Source code for scrubadub.detectors.user_supplied

from typing import Optional

from scrubadub.detectors.catalogue import register_detector
from .. import filth as filth_module
from ..filth.base import Filth
from .tagged import TaggedEvaluationFilthDetector


[docs]@register_detector
class UserSuppliedFilthDetector(TaggedEvaluationFilthDetector):
    """Use this ``Detector`` to find some known filth in the text. An example might be if you have a list of employee
    numbers that you wish to remove from a document, as shown below:

    >>> import scrubadub
    >>> scrubber = scrubadub.Scrubber(detector_list=[
    ...     scrubadub.detectors.UserSuppliedFilthDetector([
    ...         {'match': 'Anika', 'filth_type': 'name'},
    ...         {'match': 'Larry', 'filth_type': 'name'},
    ...     ]),
    ... ])
    >>> scrubber.clean("Anika is my favourite employee.")
    '{{NAME}} is my favourite employee.'

    This detector takes a list of dictonaires (reffered to as known filth items). These specify what to look for in
    the text to label as tagged filth. The dictionary should contain the following keys:

        * ``match`` (`str`) - a string value that will be searched for in the text
        * ``filth_type`` (`str`) - a string value that indicates the type of Filth, should be set to ``Filth.name``.
          An example of these could be 'name' or 'phone' for name and phone filths respectively.
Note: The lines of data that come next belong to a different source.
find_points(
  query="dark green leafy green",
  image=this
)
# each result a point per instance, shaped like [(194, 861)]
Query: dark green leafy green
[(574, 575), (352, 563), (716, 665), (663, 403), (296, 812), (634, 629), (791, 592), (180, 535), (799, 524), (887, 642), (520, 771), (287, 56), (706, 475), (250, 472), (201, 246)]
    The known filth item dictionary may also optionally contain:

        * ``match_end`` (`str`) - if specified will search for Filth starting with the value of match and ending with
          the value of ``match_end``
        * ``limit`` (`int`) - an integer describing the maximum number of characters between match and match_end,
          defaults to 150
        * ``ignore_case`` (`bool`) - Ignore case when searching for the tagged filth
        * ``ignore_whitespace`` (`bool`) - Ignore whitespace when matching ("asd qwe" can also match "asd\\\\nqwe")
        * ``ignore_partial_word_matches`` (`bool`) - Ignore matches that are only partial words (if you're looking
          for "Eve", this flag ensure it wont match "Evening")

    Examples of this:

        * ``{'match': 'aaa', 'filth_type': 'name'}`` - will search for an exact match to aaa and return it as a
          ``NameFilth``
        * ``{'match': 'aaa', 'match_end': 'zzz', 'filth_type': 'name'}`` - will search for `aaa` followed by up to 150
          characters followed by `zzz`, which would match both `aaabbbzzz` and `aaazzz`.
        * ``{'match': '012345', 'filth_type': 'phone', 'ignore_partial_word_matches': True}`` - will search for an
          exact match to 012345, ignoring any partial matches and return it as a ``PhoneFilth``

    This detector is not enabled by default (since you need to supply a list of known filths) and so you must always
    add it to your scrubber with a ``scrubber.add_detector(detector)`` call or by adding it to the ``detector_list``
    inialising a ``Scrubber``.
    """

    name = 'user_supplied'

[docs]    def create_filth(
            self, start_location: int, end_location: int, text: str, comparison_type: Optional[str],
            detector_name: str, document_name: Optional[str], locale: str
    ) -> Filth:
        for item_name in dir(filth_module):
            try:
                filth_cls = filth_module.__getattribute__(item_name)
            except AttributeError:
                continue

            if not isinstance(filth_cls, type) or not issubclass(filth_cls, Filth):
                continue

            try:
                filth_type = filth_cls.type
            except AttributeError:
                continue

            if filth_type != comparison_type:
                continue

            return filth_cls(
                start_location,
                end_location,
                text,
                detector_name=detector_name,
                document_name=document_name,
                locale=locale,
            )
        raise KeyError(f"Unable to find filth '{comparison_type}'")